Anyway. It was an interesting and in its way enlightening evening, even if I felt the need to wash my brain out with soap afterwards.

UPDATE: The outed blogger was indeed Gunther, who has his own recap of the evening and quite a bit more on the speakers. Start at that link and work your way down. Also, via Byron, here's an update on the clinic whose construction was obstructed by Danze.

UPDATE: Just as an FYI, any comments which refer to me as a "baby killer" or the like will be deleted, and the commenter's IP address banned. I expect that will only be the case for drive-bys.

Posted by Charles Kuffner on December 05, 2003 to Society and cultcha | TrackBack
Comments

Jim Sedlak opposes "uninhibited sex"? Let's have a moment of sympathy for Mrs. Sedlak.

The biggest problem I have with the kind of anti-choice people who do rallies is that they contribute so very little to actually reducing the number of abortions. There are genuinely pro-life people running facilities that provide financial and emotional support to women, who actually prevent abortions instead of just making women's lives harder.

The people who convince teenage girls that they don't have to have sex just because "everyone else is," who educate those who do have sex to use contraception, who ensure that there are homes for the children of women who do not want to raise them and there is support for women who do -- they're the ones preventing abortions. The fools at the rallies are just basking in their own self-righteousness.

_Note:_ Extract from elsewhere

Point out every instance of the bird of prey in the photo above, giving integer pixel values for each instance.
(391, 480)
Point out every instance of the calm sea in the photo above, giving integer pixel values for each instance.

Posted by: PG on December 5, 2003 2:22 PM

For the record, I'm the one who was trying to videotape the event, as I'd said I intended to do on my website. I've posted a bit on this today about how I perceived the whole event, but I must admit that I was a little freaked out when Bereit announced that I was there. I was really thinking for a second there that maybe the guy does have some special powers that let's him know these things, until I realized that he probably deduced thngs from reading my website and noting that I was the only person in the room with a video camera.

Posted by: Gunther on December 5, 2003 4:12 PM

You speak of libertarian voters and checking records on civil liberties. As a small (and large) "L" libertarian, I do agree with you; the problem is that the D's and the R's tend to go in opposite directions with personal freedoms and economic freedoms. It's understandable for a Democrat to want to show libertarians of the disregard for civil liberties, but it's just as understandable for a Republican to show how his/her opponent wants to raise taxes and dilute property rights.

Show me a Democrat who, left to their preferences, doesn't want to tax the crap out of me or a Republican who stays out the bedroom and the womb, and I'll tell you who has my vote if there's no Libertarian candidate (or if that Libertarian candidate is too whacked out for me).

For libertarians, the civil liberties aspect is only half of the story. The problem is that too many "civil libertarians" want to tax the hell out of me and too many "property rights" and anti-tax candidates want to tell consenting adults that they can't have gay sex, get an abortion or smoke a joint in their own home.

Think it's frustrating being a Texas Democrat? Try being a Libertarian!

Posted by: Tim on December 5, 2003 7:30 PM

More moles keep coming forward, I wonder if there might not have been more moles than true believers in the crowd. You should coordinate to keep the moles small in number, otherwise the nutballs think there are more of them than they really are, and you're just giving them encouragement by the weight of numbers.